Amid expectations that the Federal Reserve is only just starting its monetary easing program, advisors and investors are rightfully focusing on Treasuries and other forms of domestic debt. However, market participants should be careful of getting too carried away with U.S. bonds. As has been the case with equities this year, opportunities abound outside of U.S. borders.
For bond investors, one of the more compelling opportunities in 2025 has been emerging markets debt — an asset class efficiently accessible via ETFs such as the Neuberger Berman Emerging Markets Debt Hard Currency ETF (NEMD).

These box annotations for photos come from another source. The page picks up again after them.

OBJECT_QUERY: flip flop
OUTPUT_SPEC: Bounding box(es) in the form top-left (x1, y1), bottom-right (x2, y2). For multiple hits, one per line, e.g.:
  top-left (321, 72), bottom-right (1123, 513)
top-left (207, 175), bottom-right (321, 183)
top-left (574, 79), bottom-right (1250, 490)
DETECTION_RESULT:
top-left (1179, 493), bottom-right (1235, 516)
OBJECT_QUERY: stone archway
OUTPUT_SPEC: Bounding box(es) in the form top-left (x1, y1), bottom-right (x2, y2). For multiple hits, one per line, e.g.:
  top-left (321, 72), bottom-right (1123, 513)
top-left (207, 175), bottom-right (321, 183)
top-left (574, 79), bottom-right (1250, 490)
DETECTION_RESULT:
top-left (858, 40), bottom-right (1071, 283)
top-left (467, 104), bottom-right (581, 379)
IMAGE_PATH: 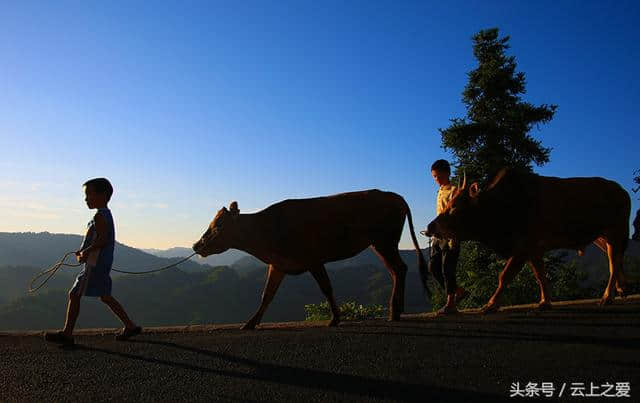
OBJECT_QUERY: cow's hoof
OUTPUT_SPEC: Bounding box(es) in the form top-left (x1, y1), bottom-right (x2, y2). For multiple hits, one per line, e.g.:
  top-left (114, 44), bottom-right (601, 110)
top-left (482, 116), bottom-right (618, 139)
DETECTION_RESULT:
top-left (327, 318), bottom-right (340, 327)
top-left (599, 297), bottom-right (613, 306)
top-left (387, 313), bottom-right (400, 322)
top-left (480, 304), bottom-right (500, 315)
top-left (240, 322), bottom-right (256, 330)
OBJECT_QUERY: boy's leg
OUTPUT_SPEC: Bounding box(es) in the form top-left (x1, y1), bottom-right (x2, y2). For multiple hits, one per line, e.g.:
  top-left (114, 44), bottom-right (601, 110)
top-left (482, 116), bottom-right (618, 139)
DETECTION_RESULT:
top-left (62, 291), bottom-right (82, 337)
top-left (429, 241), bottom-right (446, 290)
top-left (100, 295), bottom-right (136, 329)
top-left (442, 245), bottom-right (460, 311)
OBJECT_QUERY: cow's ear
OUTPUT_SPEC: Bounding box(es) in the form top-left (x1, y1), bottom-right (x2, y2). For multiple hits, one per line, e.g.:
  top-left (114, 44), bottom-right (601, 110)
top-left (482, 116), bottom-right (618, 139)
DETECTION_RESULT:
top-left (469, 182), bottom-right (480, 197)
top-left (229, 201), bottom-right (240, 214)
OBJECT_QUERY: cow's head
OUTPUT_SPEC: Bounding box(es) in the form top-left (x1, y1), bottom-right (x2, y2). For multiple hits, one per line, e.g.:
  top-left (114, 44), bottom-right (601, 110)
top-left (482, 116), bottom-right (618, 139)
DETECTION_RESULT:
top-left (193, 202), bottom-right (240, 257)
top-left (427, 172), bottom-right (480, 240)
top-left (426, 169), bottom-right (508, 241)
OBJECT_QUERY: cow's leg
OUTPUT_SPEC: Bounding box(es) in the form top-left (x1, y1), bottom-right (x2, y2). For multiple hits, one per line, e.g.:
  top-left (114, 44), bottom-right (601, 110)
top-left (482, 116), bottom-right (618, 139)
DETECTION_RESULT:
top-left (600, 240), bottom-right (624, 305)
top-left (593, 237), bottom-right (627, 297)
top-left (529, 256), bottom-right (551, 309)
top-left (373, 245), bottom-right (407, 320)
top-left (310, 265), bottom-right (340, 326)
top-left (481, 256), bottom-right (525, 313)
top-left (242, 265), bottom-right (284, 330)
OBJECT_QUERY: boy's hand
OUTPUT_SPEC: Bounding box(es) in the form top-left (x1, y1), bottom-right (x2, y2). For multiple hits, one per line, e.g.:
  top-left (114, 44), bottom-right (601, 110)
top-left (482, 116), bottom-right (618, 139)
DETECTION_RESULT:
top-left (75, 250), bottom-right (87, 263)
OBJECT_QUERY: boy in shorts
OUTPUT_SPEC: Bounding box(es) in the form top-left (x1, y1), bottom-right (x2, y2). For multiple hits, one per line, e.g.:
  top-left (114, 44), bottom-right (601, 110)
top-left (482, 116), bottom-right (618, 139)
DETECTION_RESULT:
top-left (44, 178), bottom-right (142, 345)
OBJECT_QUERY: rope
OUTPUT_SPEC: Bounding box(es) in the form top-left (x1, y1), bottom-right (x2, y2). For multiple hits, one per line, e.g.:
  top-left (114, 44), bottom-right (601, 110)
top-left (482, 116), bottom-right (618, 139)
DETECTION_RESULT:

NEMD is a fresh face on the ETF scene, having debuted in that wrapper just two months ago. However, end users can rest assured the fund is battle-tested. It existed for 12 years as an open-end mutual fund prior to converting to an ETF. It was a well-timed conversion, at that, because emerging markets bonds currently sport tailwinds, including the weak greenback.
“The US dollar is likely to resume its cyclical downturn after a period of consolidation. While short-term sentiment indicators suggest the greenback is oversold, structural pressures persist,” noted Schroders. “Expensive real effective exchange rate valuations, weaker interest rate support, large twin deficits and a negative net international investment position still exceeding 80% of GDP all point to sustained dollar weakness. Importantly, the greenback has now broken its long-term 15-year uptrend.”
Stars Aligning for NEMD
U.S. dollar and interest rate gyrations are always material for investors considering emerging markets debt. That’s particularly so for the local currency variety held by NEMD. Higher rates and a stronger dollar can stoke elevated financing costs for developing world issuers.
Fortunately, that’s not the lay of the global fixed land today. That could signal opportunity with NEMD. Plus, some experts believe emerging markets debt issued in local currencies is one of the bond segments to embrace into year-end.
“EM local debt remains our top sectoral pick. Dollar weakness, high real yields, the prospects of monetary easing in the context of well-behaved EM inflation and an incipient recovery in fund flows should continue to boost returns. We estimate that a diversified EM local debt portfolio could generate an expected 12-month return above 11%, notably thanks to high-yielding government bonds in countries such as Brazil, Mexico, South Africa, Hungary, India, Turkey and Egypt,” reported to Schroders.
Mexico and South Africa are both top-10 geographic exposures in NEMD.